Joel's vacation began as we both continued to try to get him scheduled for a test. We started putting in symptoms like coughing. That was honest, as he is what I would call a 'light' smoker. He never smokes in front of me but, as he says, it is his only vice as he doesn't drink and is vehemently anti-drug. Even now-legal drugs. Vehemently. Anti. Anyway, coughing didn't do the trick. By the end of the week, we were adding symptoms left and right out of desperation, as well as indignation that he couldn't get the test based on his being in a high-risk, essential services industry with co-workers testing positive all around him. It seemed that with the holiday falling on a Friday, they were evidently scheduling even less tests. Finally, on Sunday night, I was able to get him scheduled for a test on Tuesday morning. That was day seven of his nine-day vacay. On Thursday morning, he asked me if I had checked the email address that we share to see if the results had come in. They hadn't. It was his last day of vacation. On Thursday evening we spoke on the phone, signing off after he said that he would text me at bedtime, as he always does. I checked the email at 8:15. His test results were negative. They had been sent at 7:47. I woke him up when I called to tell him. What do you want to do? he asked. What do YOU want to do? I replied.
He got to my house at 9:15 and stayed until 11:30. There was music. There was tequila. There was barefoot dancing. I had only seen him twice since February and we packed everything that was supposed to happen during the previous week into those two hours.
I was going to call this post: Covid Booty Call, thinking that would be a humorous title, and don't we need more humor right now? But I am intimately aware of the hardship in being in relationships, whether of a romantic, friendship, or family nature, during this awful time that requires having to stay apart. It's just plain damn hard and unfair. I feel it with all of my friends, and acutely with Joel. I envy my married friends, and believe me, that's not something I generally do. I keep thinking and saying to people that this isn't forever. Truthfully, I expect we might be about a third of the way through it at our current five-month marker. Can I muddle through another ten months? Yes, I can. But it gets harder as time passes.
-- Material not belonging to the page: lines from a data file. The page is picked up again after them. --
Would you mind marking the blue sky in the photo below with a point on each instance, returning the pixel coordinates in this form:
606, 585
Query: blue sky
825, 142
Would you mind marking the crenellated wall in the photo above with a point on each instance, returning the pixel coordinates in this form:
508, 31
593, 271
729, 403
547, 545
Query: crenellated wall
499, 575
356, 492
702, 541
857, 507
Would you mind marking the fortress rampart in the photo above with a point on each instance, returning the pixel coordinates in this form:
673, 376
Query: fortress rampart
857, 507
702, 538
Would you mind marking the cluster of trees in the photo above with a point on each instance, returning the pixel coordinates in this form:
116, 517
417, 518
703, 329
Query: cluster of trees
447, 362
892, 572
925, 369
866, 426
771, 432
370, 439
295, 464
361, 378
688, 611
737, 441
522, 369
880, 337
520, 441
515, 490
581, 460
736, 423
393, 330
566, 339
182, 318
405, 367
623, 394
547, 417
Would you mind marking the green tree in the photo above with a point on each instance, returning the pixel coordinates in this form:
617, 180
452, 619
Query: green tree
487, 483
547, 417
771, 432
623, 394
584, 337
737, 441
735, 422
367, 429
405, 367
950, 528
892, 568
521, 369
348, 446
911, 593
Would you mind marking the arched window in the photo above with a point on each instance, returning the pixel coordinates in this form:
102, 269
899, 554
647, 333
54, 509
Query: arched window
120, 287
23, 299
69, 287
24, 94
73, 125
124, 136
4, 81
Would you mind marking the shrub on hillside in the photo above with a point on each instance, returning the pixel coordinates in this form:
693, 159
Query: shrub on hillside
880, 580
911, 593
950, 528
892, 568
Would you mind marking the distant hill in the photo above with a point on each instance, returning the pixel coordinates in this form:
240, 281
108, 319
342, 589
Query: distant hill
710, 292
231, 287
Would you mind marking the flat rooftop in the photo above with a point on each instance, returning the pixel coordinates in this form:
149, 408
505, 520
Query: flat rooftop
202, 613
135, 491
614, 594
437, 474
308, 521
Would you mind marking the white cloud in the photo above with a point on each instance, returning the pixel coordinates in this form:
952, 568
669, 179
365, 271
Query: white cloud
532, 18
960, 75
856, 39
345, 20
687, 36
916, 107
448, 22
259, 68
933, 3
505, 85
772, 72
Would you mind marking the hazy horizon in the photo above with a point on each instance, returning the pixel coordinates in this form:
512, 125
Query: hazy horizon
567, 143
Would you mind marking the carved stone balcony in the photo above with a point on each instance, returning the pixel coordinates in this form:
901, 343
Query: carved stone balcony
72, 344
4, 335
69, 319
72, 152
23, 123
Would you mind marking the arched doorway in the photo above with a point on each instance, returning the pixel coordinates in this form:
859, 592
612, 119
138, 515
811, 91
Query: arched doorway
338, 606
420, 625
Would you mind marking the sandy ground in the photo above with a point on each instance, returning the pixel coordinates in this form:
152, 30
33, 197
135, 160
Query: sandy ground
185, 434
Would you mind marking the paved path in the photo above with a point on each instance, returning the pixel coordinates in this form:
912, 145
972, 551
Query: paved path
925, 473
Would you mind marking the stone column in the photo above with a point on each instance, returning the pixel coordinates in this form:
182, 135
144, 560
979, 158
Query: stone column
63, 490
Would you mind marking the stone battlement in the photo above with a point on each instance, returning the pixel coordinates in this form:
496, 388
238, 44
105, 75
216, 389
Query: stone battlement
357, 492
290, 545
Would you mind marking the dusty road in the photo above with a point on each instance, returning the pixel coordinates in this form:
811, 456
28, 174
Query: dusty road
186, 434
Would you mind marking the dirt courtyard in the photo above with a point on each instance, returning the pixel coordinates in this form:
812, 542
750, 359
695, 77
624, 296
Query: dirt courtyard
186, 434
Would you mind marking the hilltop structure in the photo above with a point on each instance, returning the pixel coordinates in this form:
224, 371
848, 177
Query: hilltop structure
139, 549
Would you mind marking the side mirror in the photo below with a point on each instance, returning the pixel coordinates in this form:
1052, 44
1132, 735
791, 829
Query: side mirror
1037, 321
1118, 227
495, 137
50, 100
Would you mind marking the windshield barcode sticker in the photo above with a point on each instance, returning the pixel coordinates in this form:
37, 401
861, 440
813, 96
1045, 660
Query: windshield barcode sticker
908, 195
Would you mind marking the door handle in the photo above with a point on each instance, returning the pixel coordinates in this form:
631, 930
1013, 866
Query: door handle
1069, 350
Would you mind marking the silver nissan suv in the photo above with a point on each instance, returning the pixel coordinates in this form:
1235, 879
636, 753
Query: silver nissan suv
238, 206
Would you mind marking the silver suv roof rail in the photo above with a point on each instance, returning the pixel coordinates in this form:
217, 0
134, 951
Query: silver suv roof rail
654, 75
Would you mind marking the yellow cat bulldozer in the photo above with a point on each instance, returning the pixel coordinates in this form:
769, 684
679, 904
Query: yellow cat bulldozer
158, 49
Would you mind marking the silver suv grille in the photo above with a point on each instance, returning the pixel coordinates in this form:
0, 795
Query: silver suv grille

I have not read Love in the Time of Cholera, though I have read another novel by Márquez. Maybe I will read it sometime during the next ten months. If I was really ambitious, I would study Spanish! So I could read it in Spanish! Oh, who am I kidding? I'll be lucky to get my garage cleaned out during the next ten months, much less learn a language that has eluded me for a decade and a half. Joel did promise to help me with the garage when he is next on vacation. And, believe me, we will be ON TOP of this testing thing when that next occurs. Until then, I am resigned to endure another hundred days of solitude. As Pepe LePew would say: Le sigh... Hug someone safely. Do it for me. And thank you for reading my blog.